In a new paper published in Proceedings of the National Academy of Sciences, Pralay Gayen and two of his colleagues from Washington University in St. Louis introduce a new technology that has the capability to produce oxygen and hydrogen from salt-rich water. The invention has many applications, but it’s especially valuable for a future human mission to Mars.
Perchlorates and other salts have been detected on Mars previously, and pools of liquid brines (very salty water) are also thought to exist below the surface. The method described by Pralay et al. could be used to extract pure oxygen and hydrogen from these underground pools.
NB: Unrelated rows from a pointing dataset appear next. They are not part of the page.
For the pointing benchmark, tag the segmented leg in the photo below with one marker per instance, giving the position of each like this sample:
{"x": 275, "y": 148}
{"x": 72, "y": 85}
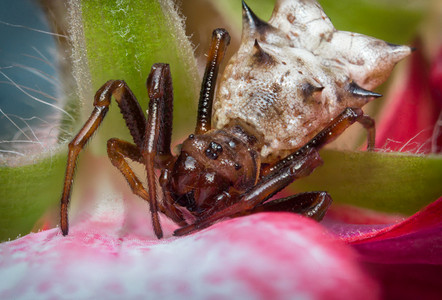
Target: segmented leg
{"x": 219, "y": 43}
{"x": 135, "y": 121}
{"x": 263, "y": 190}
{"x": 311, "y": 204}
{"x": 118, "y": 151}
{"x": 274, "y": 178}
{"x": 334, "y": 129}
{"x": 158, "y": 130}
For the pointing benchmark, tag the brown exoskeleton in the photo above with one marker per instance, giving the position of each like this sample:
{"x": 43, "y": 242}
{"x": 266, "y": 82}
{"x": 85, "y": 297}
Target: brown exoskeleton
{"x": 294, "y": 86}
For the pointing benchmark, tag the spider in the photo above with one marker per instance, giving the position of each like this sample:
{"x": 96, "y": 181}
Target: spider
{"x": 234, "y": 168}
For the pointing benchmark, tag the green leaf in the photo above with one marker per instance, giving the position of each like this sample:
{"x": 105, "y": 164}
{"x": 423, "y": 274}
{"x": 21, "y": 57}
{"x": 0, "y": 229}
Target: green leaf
{"x": 389, "y": 182}
{"x": 122, "y": 40}
{"x": 26, "y": 193}
{"x": 395, "y": 21}
{"x": 111, "y": 40}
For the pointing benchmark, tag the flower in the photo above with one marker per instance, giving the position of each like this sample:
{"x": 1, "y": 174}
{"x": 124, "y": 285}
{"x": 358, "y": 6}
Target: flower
{"x": 112, "y": 253}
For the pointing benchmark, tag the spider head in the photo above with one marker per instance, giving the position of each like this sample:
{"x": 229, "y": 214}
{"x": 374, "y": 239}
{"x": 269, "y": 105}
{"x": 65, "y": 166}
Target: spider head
{"x": 208, "y": 165}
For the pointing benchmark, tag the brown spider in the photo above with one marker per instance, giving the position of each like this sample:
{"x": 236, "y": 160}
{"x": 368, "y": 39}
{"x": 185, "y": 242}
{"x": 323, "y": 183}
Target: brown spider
{"x": 219, "y": 173}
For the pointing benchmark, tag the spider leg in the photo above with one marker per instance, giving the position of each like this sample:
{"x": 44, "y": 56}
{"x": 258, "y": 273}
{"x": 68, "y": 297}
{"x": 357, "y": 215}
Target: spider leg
{"x": 262, "y": 191}
{"x": 158, "y": 130}
{"x": 333, "y": 130}
{"x": 220, "y": 40}
{"x": 118, "y": 151}
{"x": 311, "y": 204}
{"x": 135, "y": 121}
{"x": 274, "y": 178}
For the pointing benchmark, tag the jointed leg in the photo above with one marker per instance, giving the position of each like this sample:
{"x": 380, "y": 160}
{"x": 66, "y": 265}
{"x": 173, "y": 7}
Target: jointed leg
{"x": 264, "y": 190}
{"x": 220, "y": 40}
{"x": 311, "y": 204}
{"x": 118, "y": 151}
{"x": 157, "y": 136}
{"x": 329, "y": 134}
{"x": 135, "y": 120}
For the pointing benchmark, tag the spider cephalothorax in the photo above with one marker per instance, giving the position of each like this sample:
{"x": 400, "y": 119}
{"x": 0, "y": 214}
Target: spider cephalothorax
{"x": 294, "y": 85}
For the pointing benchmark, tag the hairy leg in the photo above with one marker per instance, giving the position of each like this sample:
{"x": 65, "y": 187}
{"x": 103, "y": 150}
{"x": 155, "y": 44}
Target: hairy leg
{"x": 135, "y": 121}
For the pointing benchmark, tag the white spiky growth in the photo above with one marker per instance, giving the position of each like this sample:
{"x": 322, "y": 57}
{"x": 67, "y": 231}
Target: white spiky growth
{"x": 294, "y": 74}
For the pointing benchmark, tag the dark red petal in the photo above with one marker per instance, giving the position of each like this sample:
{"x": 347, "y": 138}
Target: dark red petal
{"x": 410, "y": 118}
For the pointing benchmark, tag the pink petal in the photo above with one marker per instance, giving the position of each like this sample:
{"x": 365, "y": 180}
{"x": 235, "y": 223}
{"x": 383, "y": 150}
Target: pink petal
{"x": 406, "y": 257}
{"x": 264, "y": 256}
{"x": 410, "y": 118}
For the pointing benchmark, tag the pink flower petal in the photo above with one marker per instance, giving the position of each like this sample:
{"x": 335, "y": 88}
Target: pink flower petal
{"x": 406, "y": 257}
{"x": 410, "y": 118}
{"x": 272, "y": 255}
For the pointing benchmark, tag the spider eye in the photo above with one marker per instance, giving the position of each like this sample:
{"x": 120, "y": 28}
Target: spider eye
{"x": 214, "y": 150}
The high salt content within the brines actually would be an advantage, because it can keep the water liquid at temperatures well below its normal freezing point. The authors demonstrated the validity of this concept by testing their instrument—called a Perchlorate Brine Electrolyzer—with a magnesium perchlorate solution at a temperature of -36o C (-33o F) under a simulated Mars atmosphere.
In electrolysis, a compound is separated into its components with the help of an electrical current. The new invention uses an anode (positive electrode) made of lead ruthenate pyrochlore to produce oxygen and a platinum/carbon cathode (negative electrode) to produce hydrogen. Electrolysis also has been used to extract oxygen from carbon dioxide instead of water, as in the Mars Oxygen In-Situ Resource Utilization Experiment (MOXIE) currently enroute to Mars onboard NASA’s Perseverance spacecraft. Its objective is to demonstrate the basic technology that could be used to provide future Mars astronauts with life-sustaining oxygen.
Gayen’s team compared their Perchlorate Brine Electrolyzer to MOXIE and found that their invention can produce more than 25 times the amount of oxygen while using the same amount of power. Unlike MOXIE, it also produces hydrogen, which a Mars mission could turn into rocket fuel.
That makes the new technology potentially very valuable for a future expedition to Mars. Not only that, it could be beneficial for the exploration of deep marine environments on Earth, as it could be used on submarines to produce oxygen for the crew from the surrounding salt water. The same method could theoretically be applied to underwater explorers on icy moons such as Jupiter’s Europa or Saturn’s Enceladus.
The authors point out that NASA’s current mandate is to land humans on Mars by 2033. I doubt that this can be achieved, and as far as I’m aware most of my colleagues are also very skeptical about the timeline. However, the new technology has the potential to speed things up. So it deserves to be tested further in the laboratory under varying conditions to confirm its utility. The next step after that would be to make it space-ready, and finally—just like MOXIE—to be tested in the real Martian environment by one of the next robotic missions launched to the Red Planet.